The leadup to the breakup

Here’s the thing about breakups: In many, if not most cases, both parties are at fault.

Down the stretch of the 2001-02 season, less than a year removed from the Philadelphia series, Carter suffered a season-ending knee injury. The Raptors were struggling, with a disappointing 30-40 record when Carter played his final game.

Shockingly, though, they rallied down the stretch without their star player. The team finished the season 12-2 without Carter and squeaked into the playoffs as a No. 7 seed.

Though the series ended with a boneheaded mistake by Chris Childs. Toronto gave a valiant effort for a team without its best player. Unfortunately for the Raptors, their own success without Carter may have been the beginning of the end of their relationship with him.

Carter only played 43 games due to continued injury problems during the 2002-03 season.

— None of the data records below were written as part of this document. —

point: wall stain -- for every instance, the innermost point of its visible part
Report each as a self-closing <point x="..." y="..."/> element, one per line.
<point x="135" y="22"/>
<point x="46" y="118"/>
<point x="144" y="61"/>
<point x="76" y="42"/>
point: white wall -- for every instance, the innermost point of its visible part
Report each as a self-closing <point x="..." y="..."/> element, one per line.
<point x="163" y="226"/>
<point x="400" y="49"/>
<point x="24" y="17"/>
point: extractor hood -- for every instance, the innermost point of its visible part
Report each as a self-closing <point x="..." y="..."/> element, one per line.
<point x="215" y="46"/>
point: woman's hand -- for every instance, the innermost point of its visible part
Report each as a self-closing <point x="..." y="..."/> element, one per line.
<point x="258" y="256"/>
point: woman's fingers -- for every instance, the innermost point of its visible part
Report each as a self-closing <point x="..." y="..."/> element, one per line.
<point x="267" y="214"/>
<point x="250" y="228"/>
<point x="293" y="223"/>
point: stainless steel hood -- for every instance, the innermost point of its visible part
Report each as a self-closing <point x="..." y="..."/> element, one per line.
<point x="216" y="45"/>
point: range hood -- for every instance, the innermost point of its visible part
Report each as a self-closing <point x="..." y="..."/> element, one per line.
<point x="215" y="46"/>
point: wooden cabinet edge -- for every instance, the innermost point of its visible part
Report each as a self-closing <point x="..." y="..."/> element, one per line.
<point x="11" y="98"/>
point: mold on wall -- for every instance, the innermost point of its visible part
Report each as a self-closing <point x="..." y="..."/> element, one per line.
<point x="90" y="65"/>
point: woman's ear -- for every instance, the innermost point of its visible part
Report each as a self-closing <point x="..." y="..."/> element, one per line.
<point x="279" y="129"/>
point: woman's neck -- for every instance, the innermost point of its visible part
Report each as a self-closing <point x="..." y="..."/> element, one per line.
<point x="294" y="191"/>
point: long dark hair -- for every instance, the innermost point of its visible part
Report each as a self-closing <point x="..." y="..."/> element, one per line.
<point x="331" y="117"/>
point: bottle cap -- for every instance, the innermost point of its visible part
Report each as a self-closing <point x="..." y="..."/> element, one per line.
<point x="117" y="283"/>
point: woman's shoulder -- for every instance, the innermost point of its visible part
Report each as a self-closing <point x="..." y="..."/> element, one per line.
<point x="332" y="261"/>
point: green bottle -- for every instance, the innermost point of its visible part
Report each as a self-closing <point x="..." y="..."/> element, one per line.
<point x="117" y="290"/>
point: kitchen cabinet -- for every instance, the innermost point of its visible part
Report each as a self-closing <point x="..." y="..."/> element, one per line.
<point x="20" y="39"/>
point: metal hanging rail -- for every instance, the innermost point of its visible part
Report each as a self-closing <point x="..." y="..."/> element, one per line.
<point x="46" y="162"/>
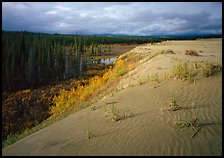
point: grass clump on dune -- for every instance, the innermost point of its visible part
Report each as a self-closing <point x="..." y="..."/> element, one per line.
<point x="190" y="121"/>
<point x="183" y="71"/>
<point x="191" y="52"/>
<point x="210" y="69"/>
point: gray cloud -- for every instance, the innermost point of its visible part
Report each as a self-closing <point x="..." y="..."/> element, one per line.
<point x="131" y="18"/>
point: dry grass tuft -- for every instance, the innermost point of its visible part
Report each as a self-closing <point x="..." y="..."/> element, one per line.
<point x="191" y="52"/>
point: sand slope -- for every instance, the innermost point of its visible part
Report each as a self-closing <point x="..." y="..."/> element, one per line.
<point x="145" y="129"/>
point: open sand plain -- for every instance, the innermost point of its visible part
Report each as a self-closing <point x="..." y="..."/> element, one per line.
<point x="145" y="127"/>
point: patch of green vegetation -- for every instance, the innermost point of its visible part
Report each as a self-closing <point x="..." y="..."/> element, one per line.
<point x="183" y="71"/>
<point x="210" y="69"/>
<point x="154" y="77"/>
<point x="173" y="104"/>
<point x="142" y="81"/>
<point x="189" y="121"/>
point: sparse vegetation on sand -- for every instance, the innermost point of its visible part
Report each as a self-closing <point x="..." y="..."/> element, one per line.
<point x="191" y="52"/>
<point x="154" y="77"/>
<point x="189" y="121"/>
<point x="183" y="71"/>
<point x="210" y="69"/>
<point x="173" y="105"/>
<point x="167" y="51"/>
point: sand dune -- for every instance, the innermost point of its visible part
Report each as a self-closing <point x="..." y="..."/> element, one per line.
<point x="145" y="128"/>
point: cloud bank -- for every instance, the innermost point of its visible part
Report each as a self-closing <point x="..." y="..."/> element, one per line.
<point x="132" y="18"/>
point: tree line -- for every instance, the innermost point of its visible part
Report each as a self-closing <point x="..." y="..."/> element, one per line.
<point x="30" y="59"/>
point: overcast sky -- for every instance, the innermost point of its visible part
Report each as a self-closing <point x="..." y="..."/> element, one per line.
<point x="132" y="18"/>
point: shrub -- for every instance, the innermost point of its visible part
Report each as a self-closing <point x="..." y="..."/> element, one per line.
<point x="191" y="52"/>
<point x="168" y="51"/>
<point x="183" y="71"/>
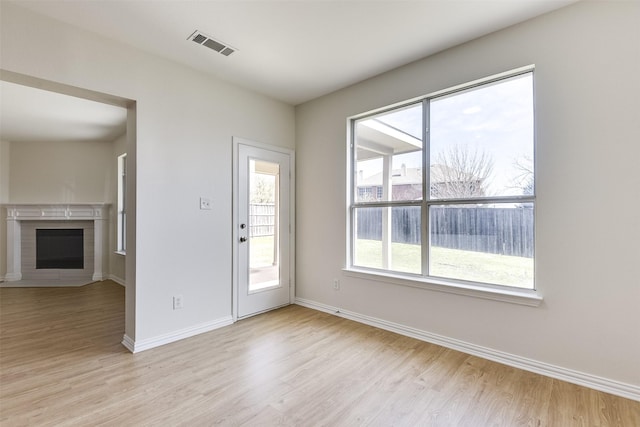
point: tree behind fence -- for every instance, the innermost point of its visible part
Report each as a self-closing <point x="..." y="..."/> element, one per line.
<point x="490" y="230"/>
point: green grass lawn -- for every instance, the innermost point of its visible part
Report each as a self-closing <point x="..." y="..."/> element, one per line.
<point x="450" y="263"/>
<point x="447" y="263"/>
<point x="261" y="251"/>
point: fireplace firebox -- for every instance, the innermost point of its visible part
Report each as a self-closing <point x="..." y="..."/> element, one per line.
<point x="60" y="248"/>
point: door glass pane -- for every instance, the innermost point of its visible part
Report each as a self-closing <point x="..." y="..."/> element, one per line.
<point x="483" y="243"/>
<point x="388" y="238"/>
<point x="388" y="164"/>
<point x="481" y="141"/>
<point x="264" y="253"/>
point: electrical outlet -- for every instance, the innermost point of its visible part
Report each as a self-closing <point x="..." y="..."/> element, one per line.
<point x="177" y="302"/>
<point x="205" y="203"/>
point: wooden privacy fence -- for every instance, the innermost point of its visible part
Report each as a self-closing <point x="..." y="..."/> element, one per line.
<point x="261" y="219"/>
<point x="490" y="230"/>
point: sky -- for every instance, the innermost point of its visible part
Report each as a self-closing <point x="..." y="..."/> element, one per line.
<point x="495" y="119"/>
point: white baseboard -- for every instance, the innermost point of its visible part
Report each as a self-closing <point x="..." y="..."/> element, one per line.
<point x="120" y="281"/>
<point x="628" y="391"/>
<point x="12" y="277"/>
<point x="146" y="344"/>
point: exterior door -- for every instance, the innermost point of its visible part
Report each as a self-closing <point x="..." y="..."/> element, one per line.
<point x="262" y="229"/>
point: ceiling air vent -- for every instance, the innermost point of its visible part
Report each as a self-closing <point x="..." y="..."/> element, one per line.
<point x="211" y="43"/>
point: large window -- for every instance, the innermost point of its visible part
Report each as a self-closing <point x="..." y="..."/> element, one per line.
<point x="443" y="187"/>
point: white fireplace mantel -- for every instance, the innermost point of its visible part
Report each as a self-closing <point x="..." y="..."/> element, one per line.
<point x="96" y="212"/>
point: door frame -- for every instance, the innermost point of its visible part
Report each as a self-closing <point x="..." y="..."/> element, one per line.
<point x="235" y="226"/>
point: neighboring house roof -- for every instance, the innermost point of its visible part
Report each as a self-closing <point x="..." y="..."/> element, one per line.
<point x="404" y="175"/>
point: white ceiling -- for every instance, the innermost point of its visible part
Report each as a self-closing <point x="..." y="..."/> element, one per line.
<point x="293" y="50"/>
<point x="35" y="115"/>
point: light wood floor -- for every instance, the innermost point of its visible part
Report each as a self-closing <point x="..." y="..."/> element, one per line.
<point x="62" y="364"/>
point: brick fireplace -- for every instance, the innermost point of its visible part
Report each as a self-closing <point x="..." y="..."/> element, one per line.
<point x="24" y="220"/>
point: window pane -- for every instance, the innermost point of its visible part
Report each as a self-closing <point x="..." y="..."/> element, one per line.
<point x="388" y="238"/>
<point x="388" y="164"/>
<point x="481" y="141"/>
<point x="264" y="258"/>
<point x="483" y="243"/>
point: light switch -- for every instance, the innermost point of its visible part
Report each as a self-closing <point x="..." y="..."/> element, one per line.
<point x="205" y="203"/>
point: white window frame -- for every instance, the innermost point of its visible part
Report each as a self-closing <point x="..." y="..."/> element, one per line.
<point x="522" y="296"/>
<point x="121" y="222"/>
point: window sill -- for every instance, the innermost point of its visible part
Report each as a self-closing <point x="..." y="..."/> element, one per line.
<point x="527" y="297"/>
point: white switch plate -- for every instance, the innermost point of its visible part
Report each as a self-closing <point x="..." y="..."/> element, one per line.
<point x="205" y="203"/>
<point x="177" y="302"/>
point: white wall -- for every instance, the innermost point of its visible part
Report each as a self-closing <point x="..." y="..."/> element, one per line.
<point x="5" y="147"/>
<point x="587" y="59"/>
<point x="61" y="172"/>
<point x="185" y="124"/>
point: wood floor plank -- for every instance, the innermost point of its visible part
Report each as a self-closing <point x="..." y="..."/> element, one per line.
<point x="62" y="364"/>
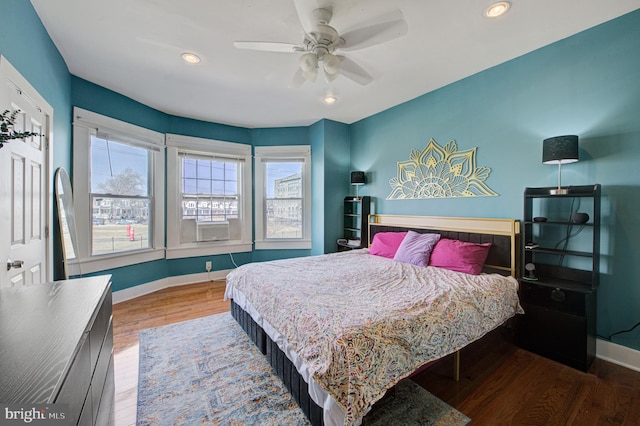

His scoring average dropped for the second straight year, and unlike their finish to the previous season, the Raptors plummeted to the bottom of the standings in Carter’s absence. If there was any talk of an ‘Ewing Theory’ situation with Carter the previous season, that died along with Toronto’s hopes as a playoff team.

Carter’s relationship with the team’s front office deteriorated. Media and fans questioned how much he really wanted to play, and how serious his injuries really were. Meanwhile, the Raptors’ management proved mostly incompetent, surrounding Carter with a poor supporting cast that couldn’t be expected to achieve much in the playoffs, even if Carter had played a full healthy season.

Well, in the 2003-04 season, Carter bounced back to play 73 games at 38 minutes nightly. Predictably, the mediocre roster still won just 33 games and missed the postseason. It seemed inevitable that Carter and the Raptors would part ways soon enough.